Distemper case halts dog adoptions at Williamson Co. shelter


A Middle Tennessee animal shelter is putting pet adoptions on hold for the next two weeks after five of its dogs came down with a deadly illness.

Now, every dog at the Williamson County Animal Control and Adoption Center is under quarantine after workers there confirmed one of the animals had distemper.

"It's a canine virus. It's not transmittable to people or to cats. It's carried by dogs, foxes, raccoons - that kind of stuff," said shelter director Doug Brightwell.

Distemper is also highly contagious and usually spreads through the air. Affected dogs can develop a fever, lose their appetite and have a discharge from their nose and eyes.

The virus ultimately attacks the brain and puts the animal at risk for serious infections.

"It's pretty rough once an animal gets infected with it," Brightwell said.

Shelter workers have a pretty good guess of how the virus made it into the shelter.

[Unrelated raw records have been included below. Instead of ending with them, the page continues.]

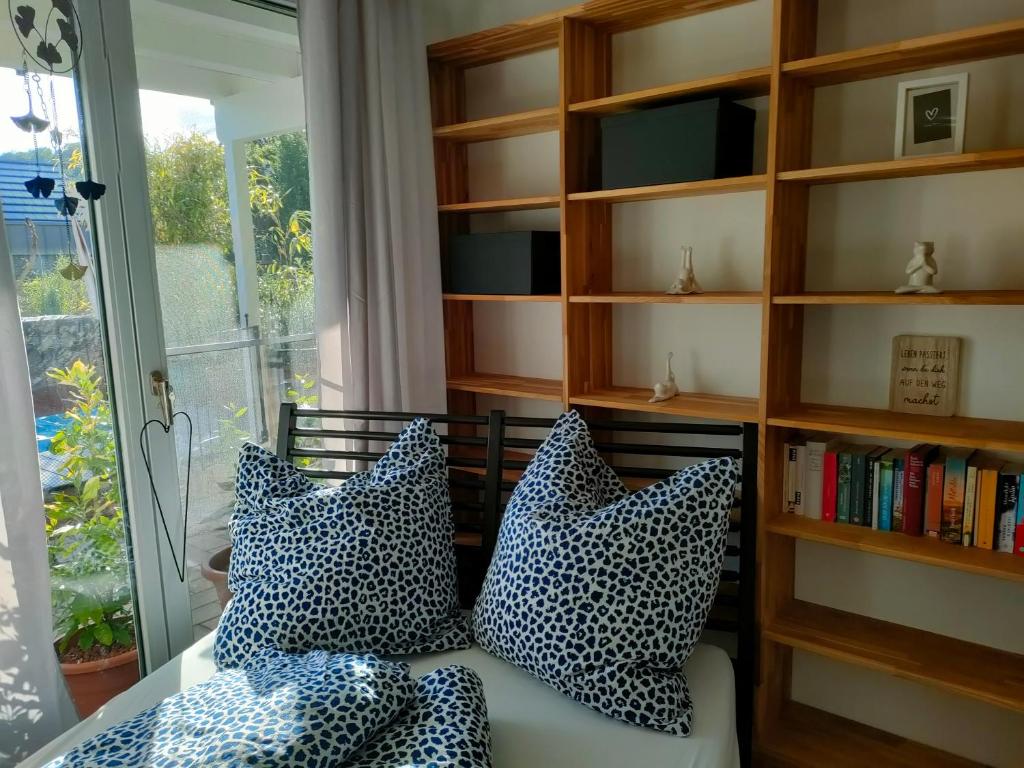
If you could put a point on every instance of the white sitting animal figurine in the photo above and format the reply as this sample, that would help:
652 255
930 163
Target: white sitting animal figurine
686 283
667 389
922 269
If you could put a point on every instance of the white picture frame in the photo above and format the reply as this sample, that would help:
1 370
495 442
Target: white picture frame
907 142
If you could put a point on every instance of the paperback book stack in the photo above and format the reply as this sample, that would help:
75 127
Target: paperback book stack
956 495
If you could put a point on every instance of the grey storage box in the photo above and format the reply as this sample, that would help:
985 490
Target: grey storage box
691 141
525 263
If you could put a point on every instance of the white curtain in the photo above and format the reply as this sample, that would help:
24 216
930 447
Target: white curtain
34 702
376 260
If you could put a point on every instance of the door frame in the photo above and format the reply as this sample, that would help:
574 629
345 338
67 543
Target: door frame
133 329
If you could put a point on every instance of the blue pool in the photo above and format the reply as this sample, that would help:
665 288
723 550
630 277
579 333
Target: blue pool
49 465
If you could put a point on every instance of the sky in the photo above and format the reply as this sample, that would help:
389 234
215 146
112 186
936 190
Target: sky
163 114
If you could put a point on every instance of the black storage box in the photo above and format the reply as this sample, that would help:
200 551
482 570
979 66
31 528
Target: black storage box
524 263
710 138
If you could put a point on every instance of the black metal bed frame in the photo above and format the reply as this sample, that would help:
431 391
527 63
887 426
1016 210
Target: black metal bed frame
483 472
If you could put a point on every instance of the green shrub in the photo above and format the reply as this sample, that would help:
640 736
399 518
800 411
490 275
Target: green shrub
90 587
51 293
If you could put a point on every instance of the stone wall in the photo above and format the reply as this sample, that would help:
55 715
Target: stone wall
56 341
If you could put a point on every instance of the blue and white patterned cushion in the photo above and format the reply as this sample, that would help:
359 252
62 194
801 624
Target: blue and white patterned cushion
444 724
600 593
278 710
366 567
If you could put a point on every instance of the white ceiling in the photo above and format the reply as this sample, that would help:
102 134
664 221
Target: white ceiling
206 48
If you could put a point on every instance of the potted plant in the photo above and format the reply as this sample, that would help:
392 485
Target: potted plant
91 593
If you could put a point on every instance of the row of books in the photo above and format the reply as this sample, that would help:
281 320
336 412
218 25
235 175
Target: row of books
956 495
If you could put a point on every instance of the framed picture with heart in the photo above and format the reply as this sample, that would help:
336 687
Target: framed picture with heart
930 116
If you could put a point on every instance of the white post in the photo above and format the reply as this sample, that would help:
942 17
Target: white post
243 237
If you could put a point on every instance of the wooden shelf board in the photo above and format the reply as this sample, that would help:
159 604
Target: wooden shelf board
507 41
539 33
468 539
906 55
680 189
907 167
888 297
808 737
511 386
500 297
495 206
992 676
955 430
716 407
737 85
921 549
657 297
505 126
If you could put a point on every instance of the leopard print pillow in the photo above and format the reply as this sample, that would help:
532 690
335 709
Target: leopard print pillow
603 594
365 567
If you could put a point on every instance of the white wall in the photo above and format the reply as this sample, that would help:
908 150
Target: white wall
860 237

"We had a dog, actually several dogs, picked up in a group in a rural area. The first dog to get sick was one of those dogs. Then all the dogs in that group got sick," Brightwell said.

Unfortunately, there's no easy way to treat the illness in a shelter, so five dogs had to be put down.

Workers are now keeping a close eye on other animals for the next two weeks, which is the incubation period for any new cases to appear.

"If no new cases break within that 14 days, then we'll reopen for adoptions," Brightwell said.

The virus isn't a concern for cats, so adoptions in that part of the shelter are continuing as usual.

Shelter staff have also scrubbed down the building to make it safe for any new animals that arrive.

"We are being extra cautious. We are cleaning everything in the building multiple times," Brightwell said.

Officials caution that any dog adopted from the shelter between March 4 and March 22 could be at a slight risk for distemper. Pet owners who notice any signs of upper respiratory infections in their dog should take the animal to a veterinarian.

Dogs coming into the shelter are vaccinated against the virus.

Adoptions will resume when the quarantine ends April 5. Shelter officials are also asking people who need to surrender pets to wait until that date, if possible.